今でも思い出して、心臓が嫌な鼓動をする時があります」


そう言ってブルマンとココアシガレットを
同時に味わう。

 

 

——それでJICAボランティアになったと。

 

 

「えぇ、なってからの日々は
この前も話させてもらったように、
まぁ、いろいろありました。」

詳しくはこの記事参照

 

—— ありがとうございます。

これでようやくひまじんさんの全てが繋がったような気がしました。



なんだか山あり谷あり、そんな人生ですね。

 

 

「あはは、誰だってそれぞれ
素敵なその人だけの人生を送っていると思っています。

だから僕はいろんな人と話してその人の人生を聞くのがすきなんです。」


そう言って、
ココアシガレットの箱を優しく見つめる。


——人生、、ですか。

考えてみると、「人生」というのは面白いですね。


こうやっていろんな人と共有することができる。

今回、こうやってひまじんさんのお話聞いて、


なんだかこう、グッとくるものがありました。


「そうですね。本当に人の人生というのは面白いと思います。
いろんな人生がある。それを分け合っていく。
なんか、良いですよね」


はにかみながら

コーヒーをすする。

 

——あの、ちょっと聞きたいのですが、
 ひまじんさんにとって


『人生』


ってどんなイメージなんですか?

 

 

 

「うーん、、、難しいですね。

でも。『人生』、つまり、『生きる』っていうのは

やっぱり自分という他者を知るためにあると思ってます。

 

例えば、

 

自分って一体何が好きで

何が嫌いなんだろう。


何に喜び
何に悲しむんだろう。


どんな光景を

美しいと思い、
醜いと思うのだろう。

 

それを知ることが

 

僕にとっての生きるということ、


人生の意味だと思っています」

 

 

——なるほど。。自分を知るためにある。。と。

 

 

「えぇ。
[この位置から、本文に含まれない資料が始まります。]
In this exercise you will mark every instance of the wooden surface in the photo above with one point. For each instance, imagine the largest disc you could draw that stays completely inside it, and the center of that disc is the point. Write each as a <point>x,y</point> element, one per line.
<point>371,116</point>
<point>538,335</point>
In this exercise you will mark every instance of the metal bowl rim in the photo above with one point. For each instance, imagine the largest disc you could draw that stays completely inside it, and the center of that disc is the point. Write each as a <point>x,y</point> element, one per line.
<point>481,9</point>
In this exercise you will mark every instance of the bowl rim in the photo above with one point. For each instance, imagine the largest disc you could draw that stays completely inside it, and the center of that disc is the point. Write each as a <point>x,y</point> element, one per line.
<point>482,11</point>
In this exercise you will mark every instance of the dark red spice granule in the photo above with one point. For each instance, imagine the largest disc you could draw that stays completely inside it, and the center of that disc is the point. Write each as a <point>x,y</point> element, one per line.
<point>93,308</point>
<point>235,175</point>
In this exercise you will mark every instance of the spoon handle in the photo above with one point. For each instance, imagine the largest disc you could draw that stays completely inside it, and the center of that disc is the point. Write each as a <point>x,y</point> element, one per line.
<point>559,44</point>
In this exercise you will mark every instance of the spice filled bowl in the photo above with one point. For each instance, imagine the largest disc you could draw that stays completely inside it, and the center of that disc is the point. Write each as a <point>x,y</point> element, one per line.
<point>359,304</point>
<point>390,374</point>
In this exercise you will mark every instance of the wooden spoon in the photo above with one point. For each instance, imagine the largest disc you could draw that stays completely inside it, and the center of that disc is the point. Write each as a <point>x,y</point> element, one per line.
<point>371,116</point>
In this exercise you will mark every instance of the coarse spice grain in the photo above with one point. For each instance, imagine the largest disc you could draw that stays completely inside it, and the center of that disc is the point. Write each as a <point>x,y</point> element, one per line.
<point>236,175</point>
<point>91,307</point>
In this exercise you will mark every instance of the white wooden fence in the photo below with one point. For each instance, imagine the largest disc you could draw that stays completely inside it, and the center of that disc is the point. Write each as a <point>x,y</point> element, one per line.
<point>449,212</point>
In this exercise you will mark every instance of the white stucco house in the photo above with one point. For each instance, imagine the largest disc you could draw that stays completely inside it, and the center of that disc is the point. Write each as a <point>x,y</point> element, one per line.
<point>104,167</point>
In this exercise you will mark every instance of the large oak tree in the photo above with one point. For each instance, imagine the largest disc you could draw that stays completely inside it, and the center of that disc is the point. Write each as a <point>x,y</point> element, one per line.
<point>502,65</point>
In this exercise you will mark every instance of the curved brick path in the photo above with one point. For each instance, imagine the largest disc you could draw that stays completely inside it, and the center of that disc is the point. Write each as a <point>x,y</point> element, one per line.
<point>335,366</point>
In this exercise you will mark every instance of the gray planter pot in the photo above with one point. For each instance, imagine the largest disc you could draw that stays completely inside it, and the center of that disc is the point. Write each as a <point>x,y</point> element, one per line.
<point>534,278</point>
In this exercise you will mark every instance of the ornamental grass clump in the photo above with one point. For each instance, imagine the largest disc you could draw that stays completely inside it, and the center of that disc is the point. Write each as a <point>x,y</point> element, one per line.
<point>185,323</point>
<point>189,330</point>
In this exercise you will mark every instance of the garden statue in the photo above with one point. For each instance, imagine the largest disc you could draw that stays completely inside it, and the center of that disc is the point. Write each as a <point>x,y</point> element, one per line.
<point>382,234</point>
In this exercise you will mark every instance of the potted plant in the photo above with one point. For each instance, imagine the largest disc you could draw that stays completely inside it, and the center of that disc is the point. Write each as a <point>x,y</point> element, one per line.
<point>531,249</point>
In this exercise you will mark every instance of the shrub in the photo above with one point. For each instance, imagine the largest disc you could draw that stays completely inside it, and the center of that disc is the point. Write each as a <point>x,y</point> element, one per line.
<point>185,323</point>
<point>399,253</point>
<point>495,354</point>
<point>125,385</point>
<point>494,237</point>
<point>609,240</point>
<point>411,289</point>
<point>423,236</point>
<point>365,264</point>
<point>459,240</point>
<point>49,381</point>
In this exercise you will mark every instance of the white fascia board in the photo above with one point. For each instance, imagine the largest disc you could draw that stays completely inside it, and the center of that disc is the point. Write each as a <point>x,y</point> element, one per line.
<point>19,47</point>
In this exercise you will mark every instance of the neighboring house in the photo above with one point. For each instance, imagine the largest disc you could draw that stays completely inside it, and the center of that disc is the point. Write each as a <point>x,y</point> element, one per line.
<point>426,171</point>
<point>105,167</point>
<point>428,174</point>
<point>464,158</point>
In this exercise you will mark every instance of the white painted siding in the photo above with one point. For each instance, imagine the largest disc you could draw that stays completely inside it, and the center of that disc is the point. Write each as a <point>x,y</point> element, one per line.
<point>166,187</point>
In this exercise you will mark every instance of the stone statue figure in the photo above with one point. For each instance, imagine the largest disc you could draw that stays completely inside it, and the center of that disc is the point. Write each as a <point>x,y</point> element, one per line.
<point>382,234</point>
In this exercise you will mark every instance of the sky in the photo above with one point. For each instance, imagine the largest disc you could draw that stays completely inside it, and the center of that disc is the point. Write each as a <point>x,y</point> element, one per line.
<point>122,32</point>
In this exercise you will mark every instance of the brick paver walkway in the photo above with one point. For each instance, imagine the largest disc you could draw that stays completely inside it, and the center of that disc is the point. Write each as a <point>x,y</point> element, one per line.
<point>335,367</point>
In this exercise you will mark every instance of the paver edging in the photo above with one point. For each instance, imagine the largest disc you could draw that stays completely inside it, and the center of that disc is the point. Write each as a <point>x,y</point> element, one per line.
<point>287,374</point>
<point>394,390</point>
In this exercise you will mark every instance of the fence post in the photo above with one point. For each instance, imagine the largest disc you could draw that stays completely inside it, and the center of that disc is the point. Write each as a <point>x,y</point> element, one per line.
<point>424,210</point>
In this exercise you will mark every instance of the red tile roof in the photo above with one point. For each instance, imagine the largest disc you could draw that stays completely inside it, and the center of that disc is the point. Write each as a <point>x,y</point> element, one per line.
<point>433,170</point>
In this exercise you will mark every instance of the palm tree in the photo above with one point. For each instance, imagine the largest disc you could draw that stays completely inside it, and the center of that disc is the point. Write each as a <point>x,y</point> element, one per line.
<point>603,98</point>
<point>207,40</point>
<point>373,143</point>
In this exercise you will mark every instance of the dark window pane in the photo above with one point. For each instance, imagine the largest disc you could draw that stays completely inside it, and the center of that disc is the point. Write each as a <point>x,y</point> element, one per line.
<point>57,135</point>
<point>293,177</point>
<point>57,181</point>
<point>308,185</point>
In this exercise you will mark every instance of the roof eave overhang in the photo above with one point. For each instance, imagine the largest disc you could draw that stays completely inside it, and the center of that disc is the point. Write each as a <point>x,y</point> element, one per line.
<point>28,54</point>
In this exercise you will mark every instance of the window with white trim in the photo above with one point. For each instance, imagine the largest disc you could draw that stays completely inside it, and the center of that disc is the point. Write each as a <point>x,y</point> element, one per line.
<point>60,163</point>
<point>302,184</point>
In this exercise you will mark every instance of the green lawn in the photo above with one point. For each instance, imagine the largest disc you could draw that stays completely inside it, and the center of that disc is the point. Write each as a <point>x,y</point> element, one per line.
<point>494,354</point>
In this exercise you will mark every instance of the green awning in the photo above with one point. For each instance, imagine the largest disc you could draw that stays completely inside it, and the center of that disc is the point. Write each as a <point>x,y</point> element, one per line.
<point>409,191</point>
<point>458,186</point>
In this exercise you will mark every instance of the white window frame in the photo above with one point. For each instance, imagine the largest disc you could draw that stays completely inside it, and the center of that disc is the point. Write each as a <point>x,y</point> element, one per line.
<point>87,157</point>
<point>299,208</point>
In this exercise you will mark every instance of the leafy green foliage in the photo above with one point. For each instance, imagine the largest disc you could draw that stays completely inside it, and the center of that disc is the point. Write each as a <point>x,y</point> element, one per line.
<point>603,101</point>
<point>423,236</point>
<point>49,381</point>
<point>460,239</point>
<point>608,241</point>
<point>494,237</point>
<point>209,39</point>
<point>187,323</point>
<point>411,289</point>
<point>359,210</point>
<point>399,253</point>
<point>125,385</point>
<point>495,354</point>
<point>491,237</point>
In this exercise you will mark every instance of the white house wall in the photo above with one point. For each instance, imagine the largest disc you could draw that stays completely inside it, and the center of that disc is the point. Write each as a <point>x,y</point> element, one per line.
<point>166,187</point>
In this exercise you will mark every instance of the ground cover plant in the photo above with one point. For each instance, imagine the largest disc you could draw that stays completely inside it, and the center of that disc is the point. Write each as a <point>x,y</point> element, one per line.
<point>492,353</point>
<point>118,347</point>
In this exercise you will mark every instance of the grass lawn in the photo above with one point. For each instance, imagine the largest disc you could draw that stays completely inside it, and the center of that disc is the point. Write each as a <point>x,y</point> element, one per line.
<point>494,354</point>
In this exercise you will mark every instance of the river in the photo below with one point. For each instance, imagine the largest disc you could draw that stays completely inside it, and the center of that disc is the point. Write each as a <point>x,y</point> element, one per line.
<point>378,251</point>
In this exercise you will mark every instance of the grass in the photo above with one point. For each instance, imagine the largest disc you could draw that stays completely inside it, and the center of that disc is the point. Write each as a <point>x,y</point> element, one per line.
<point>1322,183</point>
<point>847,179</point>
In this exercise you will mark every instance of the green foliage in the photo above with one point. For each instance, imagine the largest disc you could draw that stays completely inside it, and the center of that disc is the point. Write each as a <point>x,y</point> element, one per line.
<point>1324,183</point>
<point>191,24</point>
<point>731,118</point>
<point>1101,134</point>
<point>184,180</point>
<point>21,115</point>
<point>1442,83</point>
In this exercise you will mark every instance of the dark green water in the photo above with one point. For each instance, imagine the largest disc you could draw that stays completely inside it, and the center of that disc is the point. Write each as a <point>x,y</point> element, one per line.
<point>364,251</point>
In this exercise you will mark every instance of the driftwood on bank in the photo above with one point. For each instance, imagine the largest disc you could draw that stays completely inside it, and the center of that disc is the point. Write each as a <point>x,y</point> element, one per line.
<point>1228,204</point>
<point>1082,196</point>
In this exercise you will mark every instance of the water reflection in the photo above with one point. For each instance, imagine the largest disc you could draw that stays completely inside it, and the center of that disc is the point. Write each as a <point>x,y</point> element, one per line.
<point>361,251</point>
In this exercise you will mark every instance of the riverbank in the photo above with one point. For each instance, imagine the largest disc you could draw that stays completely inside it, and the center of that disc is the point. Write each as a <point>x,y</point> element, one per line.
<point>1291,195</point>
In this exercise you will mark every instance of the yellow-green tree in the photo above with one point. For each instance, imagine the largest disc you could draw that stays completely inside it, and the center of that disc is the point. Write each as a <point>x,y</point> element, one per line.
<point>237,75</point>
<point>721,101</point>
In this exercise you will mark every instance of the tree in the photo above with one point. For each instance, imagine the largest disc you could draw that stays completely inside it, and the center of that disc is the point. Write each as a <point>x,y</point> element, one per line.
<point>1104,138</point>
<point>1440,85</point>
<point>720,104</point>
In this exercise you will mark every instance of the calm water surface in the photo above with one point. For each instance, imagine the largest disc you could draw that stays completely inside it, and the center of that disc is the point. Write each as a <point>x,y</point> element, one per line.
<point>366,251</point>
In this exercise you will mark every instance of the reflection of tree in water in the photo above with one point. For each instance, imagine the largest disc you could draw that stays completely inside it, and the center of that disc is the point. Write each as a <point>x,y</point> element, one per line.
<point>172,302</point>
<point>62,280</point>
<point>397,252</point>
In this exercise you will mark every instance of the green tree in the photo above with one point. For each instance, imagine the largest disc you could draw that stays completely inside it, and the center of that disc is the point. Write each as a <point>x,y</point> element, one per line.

だから僕はこの先も自分を知るために

いろんな人や景色に出会っていきたいと考えています」

 

 

 

——なんだかグッと来るものがあります。
・・・それにしても、
長い間本当にありがとうございました。
これにてインタビューは終わりにしたいと思います。
ひまじんさん、本当にありがとうございました。



 

「いえいえ、こちらこそ、改めて自分の人生を振り返ることができて

貴重な経験になりました。ありがとうございました。



それにぼく、


・・・
ひまじんですから」



そう言って、

彼は笑いながら

ココアシガレットの箱に手を伸ばした。







暖かい風が吹く。

春、
新たな生命が芽吹く季節。


この後

何をしよう。

明日は

何をしよう。

毎日の中の1日を
どう過ごすのだろうか。


もしかしたら暇という生き方も

悪くないのかもしれない。


 





ということで、

 

ひまじんはいかにしてひまじんになったのか

遠いどこかの街角で 編

 

全編終了です。

 

だらだらと自分語りに付き合っていただいて

本当にありがとうございました。

 

 

多少なりとも恥ずかしさ等を感じる部分も多々ありましたが、

改めて自分の人生を振り返れた良い機会でした。

 

 

さて、今回をもちまして、こう言った趣味というか

僕がただ書きたいと思ったことを

ただダラダラ書く系の
記事は一旦終了とします。

 

また、どこかでお会いしましょう。

 

次回からは

もうちょっといかにも普通の記事をしばらく書いていこうかと思います。

飽きるまでね



じゃあ、またね。

ありがとう。

 

ボケテの
夜風とコーヒーを味わいながら。